Christena Bagley was born June 12, 1808, in Dutchess County, New York. In or about 1826, tradition has it that William “stole Christena from a log cabin.” This probably was in either Monroe County, Illinois, where the Bagley family was known to have been living in 1820, or in Madison County, Illinois, where the Bickmores lived. Marriage records of this period have been lost in these counties. However records of the LDS Church to which they were later converted, given “at instance of self,” states that she was “of Madison County.” This may indicate that she lived there before the elopement, since they did not remain in Madison County but went immediately to Scott County where William’s sister Jane and husband Josselyn Southard were living.

The following quotes tell of the William Bickmore family’s moves. They are from a letter written in 1856 for Christena (she herself could not write) to her sister Prudence Bagley Canfield, whom she had not seen for over thirty years. Comments and explanations are in parenthesis:

“Sister I have traveled a great deal in my life and have had many ups and downs since I left you all on the banks of the Mississippi River (when she eloped). After I left you we went to Scott County (then part of Morgan Co.) and there my oldest son was born (Gilbert, b. July 20, 1827). Then we came back to the American Bottom and lived by renting land. Here I had 3 children born. We had raised money enough to buy 160 acres of land. We bought land in Brown Co., Illinois (in Elkhorn Twp.) and here we lived until my sixth child was born. We sold out (date on deed of sale is August 1841) and moved to Hancock County, Ill. And here we lived till my 8th child was born. Here I embraced religion (LDS faith) and my family. We then (when the Mormons were driven out of Nauvoo, Ill.) moved to Des Moines Co., Iowa, where my 9th child was born. Then we went to Missouri, Holt Co. Then moved to Pottawattamie Co., Iowa. Then it was Indian Territory and but few white inhabitants in the country, all Indians, and we had to go 200 miles to white settlements for grinding our wheat. Here we made $8,000.00 (probably a church group, not the Bickmore family). We lived here till my 11th child was born, then we started across the Rocky Mountains, then we stopped in New Mexico (possibly the northern part, now Colorado), afterward set off to Utah.” (LDS Church records show they left Kanesville (Council Bluffs) Iowa in Capt. Joseph Outhouse’s 4th Company about June 10, 1852, arriving in the Great Salt Lake Valley Sept. 6. In the same train were the families of their oldest son Gilbert and William’s brother Samuel. That of his brother Isaac, which included their mother Martha, left in another train about the same time; Isaac and Martha died of cholera a few days out at Loup Ford on the Platter River. The William, Gilbert and Samuel Bickmore families were probably all together at Fillmore, Millard Co., Utah, where the first Christena letter was written Nov. 26, 1853). “Then we moved to this place (San Bernardino, Ca.) and here I am contented to live till I lay my body down to rest in the grave.”

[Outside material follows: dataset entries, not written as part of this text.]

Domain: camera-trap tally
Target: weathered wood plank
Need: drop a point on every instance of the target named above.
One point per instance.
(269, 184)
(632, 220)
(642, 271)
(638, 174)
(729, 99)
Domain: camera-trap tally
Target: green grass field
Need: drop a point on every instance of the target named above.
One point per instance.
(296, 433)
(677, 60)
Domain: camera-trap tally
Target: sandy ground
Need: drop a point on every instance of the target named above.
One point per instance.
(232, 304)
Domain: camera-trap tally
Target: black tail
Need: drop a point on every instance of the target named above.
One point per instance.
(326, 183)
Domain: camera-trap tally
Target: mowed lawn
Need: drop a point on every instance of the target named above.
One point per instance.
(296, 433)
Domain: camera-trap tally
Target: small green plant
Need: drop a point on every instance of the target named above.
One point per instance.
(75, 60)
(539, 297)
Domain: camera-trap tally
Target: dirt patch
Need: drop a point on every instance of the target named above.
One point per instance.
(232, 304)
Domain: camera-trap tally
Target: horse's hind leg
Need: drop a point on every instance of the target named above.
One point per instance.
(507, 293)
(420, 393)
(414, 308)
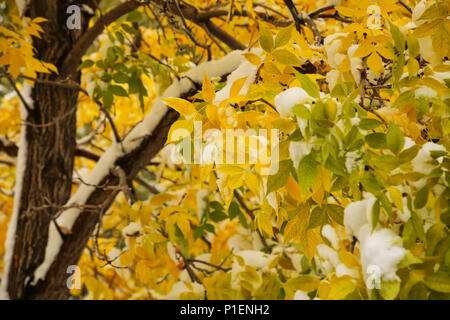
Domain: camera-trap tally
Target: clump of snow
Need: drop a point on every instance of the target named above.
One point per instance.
(382, 249)
(325, 252)
(329, 233)
(358, 214)
(20, 171)
(426, 44)
(145, 128)
(246, 69)
(353, 160)
(421, 163)
(285, 100)
(172, 156)
(342, 270)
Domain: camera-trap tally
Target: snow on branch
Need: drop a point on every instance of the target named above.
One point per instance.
(66, 220)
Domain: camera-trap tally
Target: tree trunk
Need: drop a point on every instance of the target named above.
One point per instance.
(50, 135)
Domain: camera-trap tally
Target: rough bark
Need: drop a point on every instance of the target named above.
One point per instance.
(50, 135)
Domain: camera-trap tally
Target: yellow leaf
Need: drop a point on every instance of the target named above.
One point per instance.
(396, 197)
(340, 288)
(180, 129)
(252, 58)
(286, 57)
(252, 182)
(364, 49)
(230, 169)
(385, 52)
(161, 198)
(208, 90)
(237, 86)
(375, 63)
(348, 259)
(264, 223)
(294, 189)
(182, 106)
(143, 271)
(344, 11)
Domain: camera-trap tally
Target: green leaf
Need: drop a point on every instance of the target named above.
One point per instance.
(286, 57)
(278, 180)
(283, 36)
(318, 218)
(394, 138)
(301, 111)
(376, 140)
(369, 124)
(375, 214)
(408, 154)
(306, 283)
(336, 213)
(308, 85)
(134, 16)
(234, 210)
(438, 281)
(86, 64)
(120, 77)
(265, 38)
(397, 35)
(118, 91)
(389, 289)
(129, 29)
(404, 98)
(307, 172)
(371, 185)
(413, 45)
(387, 205)
(421, 198)
(418, 225)
(107, 98)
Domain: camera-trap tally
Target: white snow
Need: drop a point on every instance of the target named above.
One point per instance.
(383, 249)
(246, 69)
(421, 162)
(342, 270)
(20, 170)
(358, 214)
(353, 160)
(285, 100)
(426, 44)
(215, 68)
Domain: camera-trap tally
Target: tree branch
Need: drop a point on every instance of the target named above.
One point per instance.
(73, 59)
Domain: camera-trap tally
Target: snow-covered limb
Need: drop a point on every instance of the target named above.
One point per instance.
(133, 140)
(20, 170)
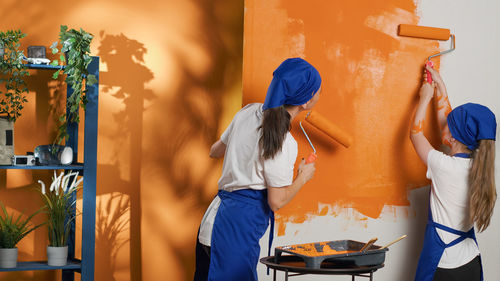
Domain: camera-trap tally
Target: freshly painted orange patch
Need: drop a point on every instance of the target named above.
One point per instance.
(370, 88)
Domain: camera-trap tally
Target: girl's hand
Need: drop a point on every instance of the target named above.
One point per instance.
(427, 91)
(306, 171)
(434, 74)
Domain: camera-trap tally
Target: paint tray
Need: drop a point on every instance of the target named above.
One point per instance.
(340, 253)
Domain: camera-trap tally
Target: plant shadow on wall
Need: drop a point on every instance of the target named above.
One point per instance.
(124, 80)
(111, 214)
(190, 121)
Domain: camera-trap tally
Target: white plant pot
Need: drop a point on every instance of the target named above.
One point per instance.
(57, 256)
(8, 258)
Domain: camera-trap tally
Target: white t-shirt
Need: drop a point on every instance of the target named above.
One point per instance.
(449, 205)
(244, 167)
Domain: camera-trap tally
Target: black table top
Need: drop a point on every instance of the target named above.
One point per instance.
(296, 264)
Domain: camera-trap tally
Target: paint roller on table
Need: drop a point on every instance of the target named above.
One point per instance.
(427, 32)
(330, 129)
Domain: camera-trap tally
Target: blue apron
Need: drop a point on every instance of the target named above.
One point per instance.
(434, 247)
(242, 219)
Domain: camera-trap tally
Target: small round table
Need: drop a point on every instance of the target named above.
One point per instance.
(294, 266)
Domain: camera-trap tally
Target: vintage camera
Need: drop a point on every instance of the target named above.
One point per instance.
(23, 160)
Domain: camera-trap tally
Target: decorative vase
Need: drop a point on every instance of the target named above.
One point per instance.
(57, 256)
(8, 257)
(6, 141)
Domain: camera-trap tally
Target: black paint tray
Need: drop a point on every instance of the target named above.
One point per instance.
(340, 253)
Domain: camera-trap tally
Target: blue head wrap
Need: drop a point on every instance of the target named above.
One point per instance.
(472, 122)
(294, 82)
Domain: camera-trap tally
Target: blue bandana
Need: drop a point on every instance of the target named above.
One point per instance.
(472, 122)
(294, 82)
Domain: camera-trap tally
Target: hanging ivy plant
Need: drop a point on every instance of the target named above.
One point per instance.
(75, 54)
(12, 76)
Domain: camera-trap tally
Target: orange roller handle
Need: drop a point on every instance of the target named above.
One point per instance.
(322, 124)
(311, 158)
(425, 32)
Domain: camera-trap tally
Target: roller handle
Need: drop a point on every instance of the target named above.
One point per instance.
(311, 158)
(427, 73)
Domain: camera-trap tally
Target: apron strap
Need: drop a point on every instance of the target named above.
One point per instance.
(271, 234)
(462, 235)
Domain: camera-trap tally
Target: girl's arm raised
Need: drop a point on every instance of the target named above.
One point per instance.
(417, 137)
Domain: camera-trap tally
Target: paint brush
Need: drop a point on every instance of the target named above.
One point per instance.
(368, 245)
(397, 240)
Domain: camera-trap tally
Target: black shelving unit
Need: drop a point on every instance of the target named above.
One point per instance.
(88, 168)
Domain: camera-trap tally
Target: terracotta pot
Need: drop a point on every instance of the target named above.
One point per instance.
(57, 256)
(8, 257)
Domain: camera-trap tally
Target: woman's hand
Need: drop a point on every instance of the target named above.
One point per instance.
(306, 171)
(426, 91)
(277, 197)
(434, 74)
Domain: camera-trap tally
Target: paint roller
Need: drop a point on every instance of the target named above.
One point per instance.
(427, 32)
(330, 129)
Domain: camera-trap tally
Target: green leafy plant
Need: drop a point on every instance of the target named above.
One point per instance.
(61, 206)
(75, 54)
(12, 229)
(12, 72)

But this was not to be. When the Mormons were recalled in 1857 from outposts such as San Bernardino, the Bickmores chose to stay. They went first to El Monte near Los Angeles. The William Bickmores, several of their married children and other relatives, came north. They first came to Yolo Co. near Sacramento, but finding it too material they backtracked to Santa Cruz County. There in a corner of the Pajaro Valley near present-day Watsonville, they first camped in a side canyon among the redwoods. They are said to have had hunting dogs and lived off the land. In a few years, when one of the ranchos in the valley was broken up, they bought small farms at Corralitos. William and Christena lived first with their son, Aton; when he moved away they made their home with the daughter Mary Jane and husband Will Huntsman. They died there, Christena Sept. 11, 1880, and William in 1884. Both are buried in the IOOF (now Pioneer) Cemetery in Watsonville.